I saw many trains coming and leaving the station, and with it crisscrossing of passengers, those who were leaving the station, and those who were arriving at the station. Travellers seemed to me as waves of sea, leaving the shore as soon as it appears. And there I was, who was neither leaving the station nor taking any train. When there were no passengers at the station, few remains there. Those who remained there were shopkeepers, hawkers, coolies, beggars, railway personnel, and the police, and I myself. However, there were other people sharing the same space and were eyeing on me.
These people will also leave after a certain time. A prominent question from the stream of thoughts that came in my mind, the mind which had become till then a repository of frightening, contradictory and ominous ideas, was — for how long I will be able to stay with my energy that was diminishing without food. I will not be able to stay on my feet till 10 pm, came the answer. I was subsisting on water. Hours have passed watching the entrance of the platform; still my father was nowhere visible. “Has he taken a wrong plan to find me?” was another question effortlessly coming in my mind.

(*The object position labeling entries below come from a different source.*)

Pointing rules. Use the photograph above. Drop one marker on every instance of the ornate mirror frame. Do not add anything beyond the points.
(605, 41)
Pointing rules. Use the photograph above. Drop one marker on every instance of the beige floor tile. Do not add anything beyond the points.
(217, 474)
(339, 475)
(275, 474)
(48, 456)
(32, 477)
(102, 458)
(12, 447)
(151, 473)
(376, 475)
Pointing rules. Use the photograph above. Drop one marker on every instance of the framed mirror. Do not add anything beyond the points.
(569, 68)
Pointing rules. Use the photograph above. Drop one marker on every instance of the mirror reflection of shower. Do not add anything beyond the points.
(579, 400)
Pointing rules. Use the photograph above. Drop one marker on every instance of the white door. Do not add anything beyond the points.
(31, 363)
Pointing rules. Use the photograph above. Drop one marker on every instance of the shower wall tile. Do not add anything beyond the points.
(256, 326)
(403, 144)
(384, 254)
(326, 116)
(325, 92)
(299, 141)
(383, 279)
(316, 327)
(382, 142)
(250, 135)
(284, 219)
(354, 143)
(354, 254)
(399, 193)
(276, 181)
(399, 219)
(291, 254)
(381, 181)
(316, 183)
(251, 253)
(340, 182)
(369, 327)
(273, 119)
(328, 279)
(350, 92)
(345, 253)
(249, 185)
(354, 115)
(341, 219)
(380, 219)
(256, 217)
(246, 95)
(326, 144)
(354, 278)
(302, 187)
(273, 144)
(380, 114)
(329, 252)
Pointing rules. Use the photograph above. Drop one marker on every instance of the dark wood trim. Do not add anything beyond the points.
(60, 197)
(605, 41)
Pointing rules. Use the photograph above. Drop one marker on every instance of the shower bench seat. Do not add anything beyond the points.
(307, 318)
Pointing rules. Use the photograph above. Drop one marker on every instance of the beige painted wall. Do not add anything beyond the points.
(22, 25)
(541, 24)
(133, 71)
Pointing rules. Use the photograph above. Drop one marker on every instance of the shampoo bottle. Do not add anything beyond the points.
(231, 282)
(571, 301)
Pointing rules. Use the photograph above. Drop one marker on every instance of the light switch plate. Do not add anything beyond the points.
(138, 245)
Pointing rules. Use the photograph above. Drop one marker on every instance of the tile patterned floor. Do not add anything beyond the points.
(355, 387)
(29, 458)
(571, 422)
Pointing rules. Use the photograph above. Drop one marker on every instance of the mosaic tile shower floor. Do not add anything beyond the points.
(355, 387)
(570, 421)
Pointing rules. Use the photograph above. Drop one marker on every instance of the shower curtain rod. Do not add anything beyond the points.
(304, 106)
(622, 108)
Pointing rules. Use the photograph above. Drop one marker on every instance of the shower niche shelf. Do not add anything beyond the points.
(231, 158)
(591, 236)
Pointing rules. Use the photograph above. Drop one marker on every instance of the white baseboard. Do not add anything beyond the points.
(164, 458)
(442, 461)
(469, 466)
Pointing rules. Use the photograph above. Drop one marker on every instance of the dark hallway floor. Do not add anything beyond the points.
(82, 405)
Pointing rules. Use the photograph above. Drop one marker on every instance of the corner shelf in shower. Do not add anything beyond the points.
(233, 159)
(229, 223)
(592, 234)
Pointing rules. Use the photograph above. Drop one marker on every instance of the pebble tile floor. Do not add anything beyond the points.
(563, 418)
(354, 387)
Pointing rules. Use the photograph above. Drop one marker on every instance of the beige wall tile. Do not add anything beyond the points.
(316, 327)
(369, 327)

In such painful moment, one lives on hope, and I was living on hope only. I was like an injured animal ready to be preyed — weak, vulnerable, and susceptible. I had fallen to the scornful eyes of bad people, who were ready to pounce upon me, if given an opportunity. I was watching their movements, the distance they had been keeping with me. They were coming near to me.
Suddenly, I saw my father coming towards me, huffing and puffing.